PyPI version License: MIT Python Version


Overview

EasyMLTool is a lightweight, automated machine learning pipeline package designed to simplify the entire ML workflow—from data preprocessing and model training to hyperparameter tuning, evaluation, and deployment. Its modular architecture makes it accessible for beginners while offering enough flexibility and extensibility for advanced users. With EasyMLTool, you can build robust machine learning models quickly and efficiently.


Features

  • Automated Data Preprocessing
    • Handles missing values, feature scaling, encoding, and splitting via scikit-learn pipelines and column transformers.
  • Multiple Model Support
    • Offers a variety of built-in traditional ML models (e.g., RandomForest, SVM, Logistic Regression) as well as deep learning models (e.g., LSTM, CNN, and PyTorch-based models).
  • Hyperparameter Optimization
    • Integrated methods (e.g., GridSearchCV) to automatically tune model parameters.
  • Model Evaluation & Testing
    • Includes utilities for model evaluation using metrics such as accuracy, F1-score, and more.
    • Comes with comprehensive unit and integration tests.
  • Easy Deployment
    • Provides deployment utilities (via Flask) to quickly serve models as APIs.
  • Lightweight & Modular Design
    • Clean, modular codebase that facilitates easy integration into various ML workflows.
  • Extensible
    • Easily extend or customize components to fit your specific use case.

Installation

You can install EasyMLTool directly from PyPI:

pip install easymltool

Alternatively, if you want to install from source:

git clone https://github.com/FAbdullah17/EasyMLTool.git
cd EasyMLTool
pip install .

Usage

Below are several examples to get you started.

1. Importing EasyMLTool

from easymltool.data_preprocessing import DataPreprocessor
from easymltool.models import ModelBuilder, DeepLearningModels
from easymltool.training import Trainer, DeepTrainer, PyTorchTrainer

2. Data Preprocessing

import pandas as pd
from sklearn.datasets import make_classification

# Generate a synthetic dataset
X, y = make_classification(n_samples=500, n_features=10, random_state=42)
df = pd.DataFrame(X, columns=[f'feature_{i}' for i in range(10)])
df['target'] = y

# Preprocess the data
preprocessor = DataPreprocessor(numerical_strategy="mean", categorical_strategy="most_frequent", scaling_method="standard")
X_processed = preprocessor.fit_transform(df.drop(columns=['target']))

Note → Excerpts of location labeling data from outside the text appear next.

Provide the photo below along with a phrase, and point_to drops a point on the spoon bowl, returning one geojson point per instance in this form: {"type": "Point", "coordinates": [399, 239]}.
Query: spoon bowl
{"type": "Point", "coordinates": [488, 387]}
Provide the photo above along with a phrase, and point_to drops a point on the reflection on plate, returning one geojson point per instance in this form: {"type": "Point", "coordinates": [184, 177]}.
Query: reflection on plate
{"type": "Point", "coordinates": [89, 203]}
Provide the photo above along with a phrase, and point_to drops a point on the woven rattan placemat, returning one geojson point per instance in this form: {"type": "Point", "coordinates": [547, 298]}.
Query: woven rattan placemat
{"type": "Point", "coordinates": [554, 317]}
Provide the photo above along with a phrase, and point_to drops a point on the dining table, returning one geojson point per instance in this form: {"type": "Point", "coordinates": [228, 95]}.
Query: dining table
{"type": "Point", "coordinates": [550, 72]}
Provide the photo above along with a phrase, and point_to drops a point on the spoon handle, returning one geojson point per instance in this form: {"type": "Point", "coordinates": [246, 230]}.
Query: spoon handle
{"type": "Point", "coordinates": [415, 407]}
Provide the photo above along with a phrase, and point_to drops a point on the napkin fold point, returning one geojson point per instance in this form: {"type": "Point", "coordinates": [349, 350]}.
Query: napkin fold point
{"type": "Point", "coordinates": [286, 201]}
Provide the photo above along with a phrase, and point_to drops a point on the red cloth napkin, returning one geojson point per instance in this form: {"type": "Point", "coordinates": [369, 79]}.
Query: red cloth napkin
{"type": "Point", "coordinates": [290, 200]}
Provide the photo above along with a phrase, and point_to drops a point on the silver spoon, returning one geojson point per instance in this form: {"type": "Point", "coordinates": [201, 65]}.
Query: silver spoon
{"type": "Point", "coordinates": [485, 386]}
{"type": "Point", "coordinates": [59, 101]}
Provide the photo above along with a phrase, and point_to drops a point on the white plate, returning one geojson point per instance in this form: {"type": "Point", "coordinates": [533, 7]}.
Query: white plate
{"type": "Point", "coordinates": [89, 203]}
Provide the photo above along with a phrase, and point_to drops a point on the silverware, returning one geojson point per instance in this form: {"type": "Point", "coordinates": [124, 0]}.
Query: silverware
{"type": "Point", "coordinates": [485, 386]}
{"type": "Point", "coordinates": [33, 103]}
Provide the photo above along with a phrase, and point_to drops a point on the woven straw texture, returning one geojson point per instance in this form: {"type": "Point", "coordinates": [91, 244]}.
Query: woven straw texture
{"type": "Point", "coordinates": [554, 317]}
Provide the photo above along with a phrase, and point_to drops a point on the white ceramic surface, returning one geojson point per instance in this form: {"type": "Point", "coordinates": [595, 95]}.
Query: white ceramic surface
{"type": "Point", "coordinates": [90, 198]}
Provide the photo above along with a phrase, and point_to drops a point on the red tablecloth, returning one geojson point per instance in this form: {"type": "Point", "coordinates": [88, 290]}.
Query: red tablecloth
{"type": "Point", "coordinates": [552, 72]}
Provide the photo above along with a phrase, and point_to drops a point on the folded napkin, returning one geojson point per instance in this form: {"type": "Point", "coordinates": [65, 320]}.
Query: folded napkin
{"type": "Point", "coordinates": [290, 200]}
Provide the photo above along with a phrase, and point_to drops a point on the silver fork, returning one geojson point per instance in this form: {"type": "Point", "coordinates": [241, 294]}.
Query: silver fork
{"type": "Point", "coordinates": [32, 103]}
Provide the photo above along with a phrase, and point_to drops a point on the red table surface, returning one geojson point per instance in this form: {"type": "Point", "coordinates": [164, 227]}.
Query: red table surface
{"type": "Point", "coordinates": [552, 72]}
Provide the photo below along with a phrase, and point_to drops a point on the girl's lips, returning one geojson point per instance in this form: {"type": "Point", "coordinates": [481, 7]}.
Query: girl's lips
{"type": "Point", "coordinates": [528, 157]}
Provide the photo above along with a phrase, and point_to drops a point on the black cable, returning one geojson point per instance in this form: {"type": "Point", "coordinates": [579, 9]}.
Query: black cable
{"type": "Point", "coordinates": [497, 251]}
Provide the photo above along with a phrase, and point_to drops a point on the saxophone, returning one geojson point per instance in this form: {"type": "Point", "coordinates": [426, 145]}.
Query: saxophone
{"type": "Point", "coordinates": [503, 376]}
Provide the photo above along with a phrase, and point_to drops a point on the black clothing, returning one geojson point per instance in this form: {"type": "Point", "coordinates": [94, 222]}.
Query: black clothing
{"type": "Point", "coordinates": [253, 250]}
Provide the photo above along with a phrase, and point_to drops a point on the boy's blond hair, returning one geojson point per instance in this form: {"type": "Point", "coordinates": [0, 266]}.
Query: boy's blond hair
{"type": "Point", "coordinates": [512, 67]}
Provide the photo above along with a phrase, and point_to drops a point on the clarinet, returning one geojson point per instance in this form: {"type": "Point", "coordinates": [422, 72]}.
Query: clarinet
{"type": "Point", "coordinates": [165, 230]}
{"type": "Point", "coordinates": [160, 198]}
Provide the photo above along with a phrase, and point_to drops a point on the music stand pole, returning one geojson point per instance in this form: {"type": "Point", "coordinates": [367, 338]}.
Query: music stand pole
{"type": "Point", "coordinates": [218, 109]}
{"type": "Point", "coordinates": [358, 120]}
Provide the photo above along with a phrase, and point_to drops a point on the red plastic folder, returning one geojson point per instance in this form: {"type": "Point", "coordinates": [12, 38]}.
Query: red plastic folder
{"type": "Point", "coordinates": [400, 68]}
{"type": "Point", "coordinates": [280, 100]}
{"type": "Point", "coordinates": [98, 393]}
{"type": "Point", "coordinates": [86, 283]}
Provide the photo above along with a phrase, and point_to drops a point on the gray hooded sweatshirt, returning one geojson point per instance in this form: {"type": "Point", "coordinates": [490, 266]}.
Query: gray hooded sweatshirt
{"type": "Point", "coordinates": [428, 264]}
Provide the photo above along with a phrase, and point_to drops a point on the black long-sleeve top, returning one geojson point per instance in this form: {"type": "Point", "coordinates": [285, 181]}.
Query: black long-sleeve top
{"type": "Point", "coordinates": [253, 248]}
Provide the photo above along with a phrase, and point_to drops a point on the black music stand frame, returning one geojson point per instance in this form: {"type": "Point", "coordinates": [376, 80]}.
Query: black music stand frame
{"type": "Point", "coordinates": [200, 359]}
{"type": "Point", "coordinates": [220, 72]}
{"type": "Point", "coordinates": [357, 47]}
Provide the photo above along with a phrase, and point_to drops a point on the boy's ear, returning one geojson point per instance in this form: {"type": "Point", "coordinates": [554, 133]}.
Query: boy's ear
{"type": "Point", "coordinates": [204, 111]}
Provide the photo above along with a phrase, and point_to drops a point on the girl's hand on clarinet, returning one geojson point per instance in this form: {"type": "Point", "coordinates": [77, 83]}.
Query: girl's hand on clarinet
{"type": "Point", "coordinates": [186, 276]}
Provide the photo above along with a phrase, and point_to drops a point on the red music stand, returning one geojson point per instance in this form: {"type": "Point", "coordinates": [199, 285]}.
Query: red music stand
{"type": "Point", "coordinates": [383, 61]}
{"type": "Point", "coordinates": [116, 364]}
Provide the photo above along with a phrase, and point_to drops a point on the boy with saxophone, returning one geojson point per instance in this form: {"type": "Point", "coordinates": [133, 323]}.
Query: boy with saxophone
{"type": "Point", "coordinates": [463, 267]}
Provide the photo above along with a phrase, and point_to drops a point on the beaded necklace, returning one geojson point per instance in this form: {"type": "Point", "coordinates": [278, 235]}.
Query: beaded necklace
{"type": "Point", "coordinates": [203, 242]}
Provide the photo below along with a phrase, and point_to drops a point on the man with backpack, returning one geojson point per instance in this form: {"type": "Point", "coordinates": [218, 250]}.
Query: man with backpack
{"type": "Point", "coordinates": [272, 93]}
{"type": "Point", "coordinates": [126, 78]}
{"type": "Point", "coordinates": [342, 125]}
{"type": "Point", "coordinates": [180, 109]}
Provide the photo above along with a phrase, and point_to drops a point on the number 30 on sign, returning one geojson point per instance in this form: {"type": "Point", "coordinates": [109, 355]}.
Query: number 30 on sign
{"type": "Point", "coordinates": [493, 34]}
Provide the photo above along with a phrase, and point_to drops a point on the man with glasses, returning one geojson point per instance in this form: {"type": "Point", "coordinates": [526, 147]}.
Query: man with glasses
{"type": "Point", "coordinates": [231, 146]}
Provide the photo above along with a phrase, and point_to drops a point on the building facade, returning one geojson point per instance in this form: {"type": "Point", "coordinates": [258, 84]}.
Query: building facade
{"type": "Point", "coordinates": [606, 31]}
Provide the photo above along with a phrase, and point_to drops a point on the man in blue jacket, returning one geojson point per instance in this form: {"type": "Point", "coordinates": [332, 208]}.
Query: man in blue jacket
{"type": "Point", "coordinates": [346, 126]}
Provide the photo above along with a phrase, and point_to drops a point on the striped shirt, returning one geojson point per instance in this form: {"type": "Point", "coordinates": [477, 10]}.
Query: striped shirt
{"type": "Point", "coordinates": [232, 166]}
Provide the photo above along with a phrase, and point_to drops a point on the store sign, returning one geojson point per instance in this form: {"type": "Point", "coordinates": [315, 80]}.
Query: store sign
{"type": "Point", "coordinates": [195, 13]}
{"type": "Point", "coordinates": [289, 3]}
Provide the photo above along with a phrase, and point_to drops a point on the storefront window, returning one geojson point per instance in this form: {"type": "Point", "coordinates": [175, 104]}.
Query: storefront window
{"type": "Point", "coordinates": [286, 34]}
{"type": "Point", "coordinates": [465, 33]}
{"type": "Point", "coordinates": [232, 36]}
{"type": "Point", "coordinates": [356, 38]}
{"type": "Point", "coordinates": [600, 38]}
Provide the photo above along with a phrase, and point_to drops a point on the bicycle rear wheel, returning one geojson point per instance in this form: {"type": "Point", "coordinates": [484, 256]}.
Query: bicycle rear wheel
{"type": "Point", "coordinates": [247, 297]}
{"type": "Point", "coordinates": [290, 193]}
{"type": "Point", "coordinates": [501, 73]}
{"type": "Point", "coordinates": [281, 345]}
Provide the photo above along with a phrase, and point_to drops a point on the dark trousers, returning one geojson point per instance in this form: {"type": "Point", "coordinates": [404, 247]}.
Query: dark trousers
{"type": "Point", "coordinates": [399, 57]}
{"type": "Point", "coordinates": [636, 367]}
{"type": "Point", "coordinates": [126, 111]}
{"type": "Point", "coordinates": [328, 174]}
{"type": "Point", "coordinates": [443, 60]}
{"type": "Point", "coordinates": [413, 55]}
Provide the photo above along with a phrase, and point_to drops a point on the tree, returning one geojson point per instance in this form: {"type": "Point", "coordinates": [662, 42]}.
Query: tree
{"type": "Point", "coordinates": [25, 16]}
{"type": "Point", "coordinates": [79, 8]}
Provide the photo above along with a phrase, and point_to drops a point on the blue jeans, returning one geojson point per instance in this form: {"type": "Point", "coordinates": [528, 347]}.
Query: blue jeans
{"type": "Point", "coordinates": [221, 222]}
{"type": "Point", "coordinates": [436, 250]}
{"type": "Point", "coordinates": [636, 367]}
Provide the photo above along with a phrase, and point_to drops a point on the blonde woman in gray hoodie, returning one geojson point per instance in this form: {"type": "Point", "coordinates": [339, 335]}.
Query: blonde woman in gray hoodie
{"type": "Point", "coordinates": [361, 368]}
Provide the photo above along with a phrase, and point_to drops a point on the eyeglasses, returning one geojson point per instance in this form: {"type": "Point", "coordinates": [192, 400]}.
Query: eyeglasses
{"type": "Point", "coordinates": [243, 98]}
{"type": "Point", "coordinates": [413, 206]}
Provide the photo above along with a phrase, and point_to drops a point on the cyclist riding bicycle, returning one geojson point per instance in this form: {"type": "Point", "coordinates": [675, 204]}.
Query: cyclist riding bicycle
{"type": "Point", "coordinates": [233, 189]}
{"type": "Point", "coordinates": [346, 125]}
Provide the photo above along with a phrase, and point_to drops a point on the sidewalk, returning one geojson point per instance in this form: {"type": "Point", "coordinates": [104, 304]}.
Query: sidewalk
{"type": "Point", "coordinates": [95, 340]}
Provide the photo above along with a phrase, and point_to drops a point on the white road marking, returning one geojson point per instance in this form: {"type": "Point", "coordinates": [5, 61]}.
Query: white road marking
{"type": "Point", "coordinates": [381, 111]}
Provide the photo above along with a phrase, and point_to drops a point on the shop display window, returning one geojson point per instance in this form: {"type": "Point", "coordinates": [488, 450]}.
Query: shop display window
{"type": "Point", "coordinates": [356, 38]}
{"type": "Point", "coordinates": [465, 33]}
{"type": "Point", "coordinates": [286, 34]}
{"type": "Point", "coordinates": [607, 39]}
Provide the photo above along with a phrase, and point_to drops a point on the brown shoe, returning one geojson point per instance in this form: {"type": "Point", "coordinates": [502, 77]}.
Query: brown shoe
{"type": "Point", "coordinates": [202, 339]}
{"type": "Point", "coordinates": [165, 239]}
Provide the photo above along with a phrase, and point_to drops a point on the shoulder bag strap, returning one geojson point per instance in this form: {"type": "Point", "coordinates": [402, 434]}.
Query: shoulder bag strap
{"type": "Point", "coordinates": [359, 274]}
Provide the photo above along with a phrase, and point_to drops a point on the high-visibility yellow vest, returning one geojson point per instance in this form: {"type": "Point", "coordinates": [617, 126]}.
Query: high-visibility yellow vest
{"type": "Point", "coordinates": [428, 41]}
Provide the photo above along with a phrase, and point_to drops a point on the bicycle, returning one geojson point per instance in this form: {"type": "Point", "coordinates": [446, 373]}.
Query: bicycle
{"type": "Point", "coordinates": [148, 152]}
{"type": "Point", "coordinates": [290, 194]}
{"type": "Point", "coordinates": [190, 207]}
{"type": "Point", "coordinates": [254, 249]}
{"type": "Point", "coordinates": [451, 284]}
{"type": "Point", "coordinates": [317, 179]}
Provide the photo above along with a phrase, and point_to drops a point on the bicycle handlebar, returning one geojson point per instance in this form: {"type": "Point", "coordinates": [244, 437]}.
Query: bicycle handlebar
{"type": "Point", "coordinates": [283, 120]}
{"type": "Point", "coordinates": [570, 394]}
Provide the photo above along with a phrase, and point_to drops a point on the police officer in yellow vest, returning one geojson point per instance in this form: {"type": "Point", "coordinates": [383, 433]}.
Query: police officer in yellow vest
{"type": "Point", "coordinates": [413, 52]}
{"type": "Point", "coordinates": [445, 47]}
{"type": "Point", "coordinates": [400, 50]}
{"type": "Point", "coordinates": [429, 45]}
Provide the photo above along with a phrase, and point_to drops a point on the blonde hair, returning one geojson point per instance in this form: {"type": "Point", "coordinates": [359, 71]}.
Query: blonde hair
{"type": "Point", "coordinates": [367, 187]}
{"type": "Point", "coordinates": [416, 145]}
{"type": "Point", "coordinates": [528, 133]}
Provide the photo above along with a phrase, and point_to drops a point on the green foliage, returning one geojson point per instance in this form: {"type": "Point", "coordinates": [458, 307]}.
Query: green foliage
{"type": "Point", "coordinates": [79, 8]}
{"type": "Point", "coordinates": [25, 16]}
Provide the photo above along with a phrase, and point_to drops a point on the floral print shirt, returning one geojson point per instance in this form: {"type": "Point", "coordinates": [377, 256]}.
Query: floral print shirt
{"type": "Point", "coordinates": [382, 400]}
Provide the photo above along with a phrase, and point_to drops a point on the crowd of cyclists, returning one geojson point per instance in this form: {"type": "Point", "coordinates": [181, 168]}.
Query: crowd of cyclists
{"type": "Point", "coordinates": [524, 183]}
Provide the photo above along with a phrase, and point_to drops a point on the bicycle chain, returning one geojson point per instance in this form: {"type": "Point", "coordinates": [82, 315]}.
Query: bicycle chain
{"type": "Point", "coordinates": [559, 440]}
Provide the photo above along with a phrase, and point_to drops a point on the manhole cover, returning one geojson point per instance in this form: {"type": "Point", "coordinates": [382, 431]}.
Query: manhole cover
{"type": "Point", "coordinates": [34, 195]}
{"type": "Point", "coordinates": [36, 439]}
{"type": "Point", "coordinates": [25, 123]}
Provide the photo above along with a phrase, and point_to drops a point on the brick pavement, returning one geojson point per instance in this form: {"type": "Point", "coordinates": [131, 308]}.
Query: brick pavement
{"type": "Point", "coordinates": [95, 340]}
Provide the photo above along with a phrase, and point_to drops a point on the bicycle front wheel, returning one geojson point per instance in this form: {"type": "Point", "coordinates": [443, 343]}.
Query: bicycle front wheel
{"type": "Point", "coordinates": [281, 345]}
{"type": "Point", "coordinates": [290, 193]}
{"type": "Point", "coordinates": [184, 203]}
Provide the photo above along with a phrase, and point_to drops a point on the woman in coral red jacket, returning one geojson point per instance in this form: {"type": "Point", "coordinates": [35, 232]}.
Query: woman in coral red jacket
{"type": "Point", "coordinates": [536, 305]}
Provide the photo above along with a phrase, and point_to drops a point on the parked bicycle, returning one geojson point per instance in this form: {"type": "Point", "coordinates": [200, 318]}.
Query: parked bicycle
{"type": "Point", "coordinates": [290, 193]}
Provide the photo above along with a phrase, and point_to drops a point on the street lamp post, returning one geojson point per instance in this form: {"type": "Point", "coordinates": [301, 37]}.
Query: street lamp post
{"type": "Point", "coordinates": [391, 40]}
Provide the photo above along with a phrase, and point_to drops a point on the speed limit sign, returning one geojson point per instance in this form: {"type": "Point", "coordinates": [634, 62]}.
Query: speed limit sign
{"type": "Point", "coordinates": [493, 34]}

3. Training a Traditional ML Model

trainer = Trainer(model_name="random_forest", hyperparameter_tuning=False)
trained_model = trainer.train(X_processed, df['target'])
predictions = trained_model.predict(X_processed[:5])
print("Predictions:", predictions)

4. Training a Deep Learning Model

from sklearn.model_selection import train_test_split

X_train, X_test, y_train, y_test = train_test_split(X_processed, df['target'], test_size=0.2, random_state=42)

dl_trainer = DeepTrainer(input_shape=X_train.shape[1], model_type="lstm", epochs=50, batch_size=32)
trained_dl_model = dl_trainer.train(X_train, y_train, X_test, y_test)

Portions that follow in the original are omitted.